Calling someone a nigger isn’t subtle. But prejudice since the ending of the Civil Rights Movement has become more subtle each year since.
Growing up in post Civil Rights Movement New York was my reality. I didn’t know what should or shouldn’t be, or even how things had been. For me it just simply was.
We didn’t know busing was new. It just was. We didn’t know we weren’t wanted in white neighborhoods . . . until we experienced the riots. Elementary school was relatively uneventful. I had never been called a nigger, and if I was discriminated against, I was oblivious to it.
I know my mother came often to the school to fight for this or that, but I just thought it was because she was a strong black woman. I didn’t learn until later that it was because she was ensuring we weren’t left out, looked over or pushed aside.
By the time I was in 6th grade I started hearing talk of “the riots” from my brother who was 5 years older. I only half-way believed him, choosing instead to believe school officials would never allow children to be harmed on school grounds.
Once in junior high, I realized my brothers’ accounts were understatements. Every day after school, we boarded city buses provided by the school board. Minutes after boarding the buses, white students brandishing sticks, bottles, bricks and whatever else they could lay their hands on, rushed the buses. Banging on the windows and walls of the buses, they’d try to pry open the back doors.
Once inside, the fighting took on a terrifying momentum and blood was usually drawn. What was the bus driver doing? Often sitting in his seat waiting to drive away from the school.
Many times I yelled “Go! Go!” but he would sit there idly, as calmly as if reading his evening paper. Prejudice had become subtle. I quickly learned to sit as close to the driver as possible since he was never harmed.

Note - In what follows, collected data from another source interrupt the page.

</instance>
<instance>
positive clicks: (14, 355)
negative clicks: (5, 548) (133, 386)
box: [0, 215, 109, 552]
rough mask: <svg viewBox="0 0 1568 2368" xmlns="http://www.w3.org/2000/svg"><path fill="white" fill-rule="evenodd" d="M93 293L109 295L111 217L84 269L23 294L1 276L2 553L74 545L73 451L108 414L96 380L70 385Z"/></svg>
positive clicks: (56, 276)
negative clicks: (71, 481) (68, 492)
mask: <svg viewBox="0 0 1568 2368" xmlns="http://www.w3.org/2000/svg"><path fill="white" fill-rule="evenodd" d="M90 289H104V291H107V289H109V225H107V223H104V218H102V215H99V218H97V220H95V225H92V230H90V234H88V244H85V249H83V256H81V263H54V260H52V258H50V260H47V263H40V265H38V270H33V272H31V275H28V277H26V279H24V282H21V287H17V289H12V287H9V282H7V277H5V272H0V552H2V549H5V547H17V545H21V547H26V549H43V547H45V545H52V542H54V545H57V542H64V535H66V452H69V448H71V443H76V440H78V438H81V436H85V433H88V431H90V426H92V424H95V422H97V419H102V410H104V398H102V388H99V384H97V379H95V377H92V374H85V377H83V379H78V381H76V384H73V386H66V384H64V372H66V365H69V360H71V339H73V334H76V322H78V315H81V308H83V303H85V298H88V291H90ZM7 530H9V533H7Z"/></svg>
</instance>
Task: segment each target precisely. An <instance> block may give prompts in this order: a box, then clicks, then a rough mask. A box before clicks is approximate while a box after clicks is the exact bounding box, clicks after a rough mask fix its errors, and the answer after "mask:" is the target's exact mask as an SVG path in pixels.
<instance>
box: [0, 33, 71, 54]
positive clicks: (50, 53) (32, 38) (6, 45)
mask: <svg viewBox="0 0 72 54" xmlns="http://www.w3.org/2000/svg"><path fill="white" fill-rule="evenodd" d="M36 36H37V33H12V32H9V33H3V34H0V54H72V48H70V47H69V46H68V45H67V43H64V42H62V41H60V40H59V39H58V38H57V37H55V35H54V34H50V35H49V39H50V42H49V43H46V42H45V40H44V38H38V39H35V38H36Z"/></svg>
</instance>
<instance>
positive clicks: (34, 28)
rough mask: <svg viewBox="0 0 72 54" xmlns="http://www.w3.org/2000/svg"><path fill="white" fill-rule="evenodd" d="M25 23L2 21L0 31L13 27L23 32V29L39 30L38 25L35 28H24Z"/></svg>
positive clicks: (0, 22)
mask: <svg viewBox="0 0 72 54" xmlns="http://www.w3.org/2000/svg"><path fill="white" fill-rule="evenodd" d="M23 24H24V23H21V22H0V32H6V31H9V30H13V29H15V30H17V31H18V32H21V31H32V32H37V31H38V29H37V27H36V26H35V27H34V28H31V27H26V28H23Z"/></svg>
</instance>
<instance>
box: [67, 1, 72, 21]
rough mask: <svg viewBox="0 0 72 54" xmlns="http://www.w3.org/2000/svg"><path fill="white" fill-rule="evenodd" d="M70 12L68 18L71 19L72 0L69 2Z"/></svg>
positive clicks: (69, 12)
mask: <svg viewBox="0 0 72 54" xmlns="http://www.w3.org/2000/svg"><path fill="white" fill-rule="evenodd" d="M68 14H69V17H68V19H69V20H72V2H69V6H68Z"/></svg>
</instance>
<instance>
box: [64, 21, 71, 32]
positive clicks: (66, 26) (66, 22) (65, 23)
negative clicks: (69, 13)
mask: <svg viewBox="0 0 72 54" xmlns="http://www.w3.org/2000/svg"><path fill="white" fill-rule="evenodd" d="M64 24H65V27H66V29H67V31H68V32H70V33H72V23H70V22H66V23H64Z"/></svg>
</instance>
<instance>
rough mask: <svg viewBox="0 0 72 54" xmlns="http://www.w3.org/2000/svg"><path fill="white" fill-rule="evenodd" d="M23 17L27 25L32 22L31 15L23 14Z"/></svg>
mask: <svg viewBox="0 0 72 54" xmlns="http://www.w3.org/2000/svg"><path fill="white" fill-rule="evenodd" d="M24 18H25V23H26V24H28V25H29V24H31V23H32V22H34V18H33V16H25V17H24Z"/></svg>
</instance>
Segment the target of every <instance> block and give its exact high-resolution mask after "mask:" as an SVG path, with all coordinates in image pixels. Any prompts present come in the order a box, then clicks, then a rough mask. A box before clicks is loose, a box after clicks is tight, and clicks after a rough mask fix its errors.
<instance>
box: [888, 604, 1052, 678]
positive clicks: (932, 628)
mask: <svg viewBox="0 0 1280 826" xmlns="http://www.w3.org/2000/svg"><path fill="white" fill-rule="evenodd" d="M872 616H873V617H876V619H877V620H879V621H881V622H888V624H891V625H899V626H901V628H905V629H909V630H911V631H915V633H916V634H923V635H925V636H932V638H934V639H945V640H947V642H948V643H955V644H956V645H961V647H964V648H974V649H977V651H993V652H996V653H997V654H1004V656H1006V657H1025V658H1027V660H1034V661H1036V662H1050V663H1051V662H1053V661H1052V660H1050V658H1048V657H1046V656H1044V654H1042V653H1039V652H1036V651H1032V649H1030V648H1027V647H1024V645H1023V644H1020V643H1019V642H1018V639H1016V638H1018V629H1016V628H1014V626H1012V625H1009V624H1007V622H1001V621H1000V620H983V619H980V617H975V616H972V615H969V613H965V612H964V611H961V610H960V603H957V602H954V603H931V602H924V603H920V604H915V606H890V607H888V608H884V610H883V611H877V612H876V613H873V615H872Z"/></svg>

The riots were so loud and violent, anyone within a couple blocks of the school could hear it. It was impossible to NOT know what was going on. Yet we had some teachers who, as punishment, would keep their classes in after school – just long enough for the buses to leave. (Prejudice is subtle and sometimes silent.) That left white students to walk home, as always, unguarded and unharmed. But for black students left behind, it was a terrifying walk (or run) to the public bus stop. The few stragglers were an easy target for rioters who hadn’t had their fill with the captive students on the buses.
The riots would haunt my dreams my entire 7th grade year.
The school system appeared to be helpless to do anything about it. Would they have been as helpless had white students been bused into a black neighborhood? The subtleness of prejudice . . . hard to detect.